[George Washington, Vol. I by Henry Cabot Lodge]@TWC D-Link book
George Washington, Vol. I

CHAPTER II
8/31

The father of the emigrants was a fellow of Brasenose College, Oxford, and rector of Purleigh, from which living he was ejected by the Puritans as both "scandalous" and "malignant." That he was guilty of the former charge we may well doubt; but that he was, in the language of the time, "malignant," must be admitted, for all his family, including his brothers, Sir William Washington of Packington, and Sir John Washington of Thrapston, his nephew, Sir Henry Washington, and his nephew-in-law, William Legge, ancestor of the Earl of Dartmouth, were strongly on the side of the king.
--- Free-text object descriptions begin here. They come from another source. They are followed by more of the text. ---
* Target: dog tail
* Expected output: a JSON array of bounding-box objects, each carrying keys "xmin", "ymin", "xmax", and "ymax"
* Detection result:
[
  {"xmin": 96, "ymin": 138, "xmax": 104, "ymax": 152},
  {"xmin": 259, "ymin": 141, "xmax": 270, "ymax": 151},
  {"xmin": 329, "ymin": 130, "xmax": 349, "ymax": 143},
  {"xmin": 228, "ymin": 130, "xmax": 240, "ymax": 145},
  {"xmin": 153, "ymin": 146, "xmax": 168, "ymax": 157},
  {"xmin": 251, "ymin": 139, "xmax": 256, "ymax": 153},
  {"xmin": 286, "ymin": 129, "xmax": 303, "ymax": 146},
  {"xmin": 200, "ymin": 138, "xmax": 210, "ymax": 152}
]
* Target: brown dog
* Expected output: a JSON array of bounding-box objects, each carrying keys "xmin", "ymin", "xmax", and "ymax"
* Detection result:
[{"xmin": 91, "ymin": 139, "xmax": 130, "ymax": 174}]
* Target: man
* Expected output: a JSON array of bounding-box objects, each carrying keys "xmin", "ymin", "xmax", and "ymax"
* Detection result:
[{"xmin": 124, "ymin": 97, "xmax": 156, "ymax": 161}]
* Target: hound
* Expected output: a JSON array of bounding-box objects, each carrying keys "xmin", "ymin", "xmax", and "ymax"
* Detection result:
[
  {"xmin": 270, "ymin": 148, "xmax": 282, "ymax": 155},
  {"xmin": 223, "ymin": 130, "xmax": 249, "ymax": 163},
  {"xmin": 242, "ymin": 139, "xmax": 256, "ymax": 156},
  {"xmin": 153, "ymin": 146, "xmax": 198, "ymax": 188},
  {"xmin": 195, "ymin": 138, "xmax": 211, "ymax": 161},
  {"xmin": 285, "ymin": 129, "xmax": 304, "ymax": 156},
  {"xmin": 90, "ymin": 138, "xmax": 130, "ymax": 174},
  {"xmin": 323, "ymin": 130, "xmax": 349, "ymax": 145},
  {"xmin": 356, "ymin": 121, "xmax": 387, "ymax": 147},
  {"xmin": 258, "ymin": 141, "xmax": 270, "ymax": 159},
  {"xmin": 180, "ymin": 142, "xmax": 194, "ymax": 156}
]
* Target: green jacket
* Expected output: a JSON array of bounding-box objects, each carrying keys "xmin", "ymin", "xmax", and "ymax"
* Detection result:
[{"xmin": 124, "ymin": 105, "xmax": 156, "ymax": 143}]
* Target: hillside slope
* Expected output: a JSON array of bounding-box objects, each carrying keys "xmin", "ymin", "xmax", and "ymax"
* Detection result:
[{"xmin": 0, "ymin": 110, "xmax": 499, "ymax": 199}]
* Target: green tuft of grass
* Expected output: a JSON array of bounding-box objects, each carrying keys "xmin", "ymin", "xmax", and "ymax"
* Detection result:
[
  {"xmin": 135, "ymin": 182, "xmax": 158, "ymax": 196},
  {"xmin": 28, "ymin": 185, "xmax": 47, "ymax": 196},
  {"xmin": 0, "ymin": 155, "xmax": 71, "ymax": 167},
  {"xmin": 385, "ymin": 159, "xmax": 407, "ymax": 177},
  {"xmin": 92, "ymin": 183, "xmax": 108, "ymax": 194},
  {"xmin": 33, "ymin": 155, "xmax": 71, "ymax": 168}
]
In a marriage which seems to have been regarded as beneath the dignity of the family, and in the poverty consequent upon the ejectment from his living, we can find the reason for the sons of the Rev.Lawrence Washington going forth into Virginia to find their fortune, and flying from the world of victorious Puritanism which offered just then so little hope to royalists like themselves.

Yet what was poverty in England was something much more agreeable in the New World of America.
The emigrant brothers at all events seem to have had resources of a sufficient kind, and to have been men of substance, for they purchased lands and established themselves at Bridges Creek, in Westmoreland County.

With this brief statement, Lawrence disappears, leaving us nothing further than the knowledge that he had numerous descendants.
John, with whom we are more concerned, figures at once in the colonial records of Maryland.

He made complaint to the Maryland authorities, soon after his arrival, against Edward Prescott, merchant, and captain of the ship in which he had come over, for hanging a woman during the voyage for witchcraft.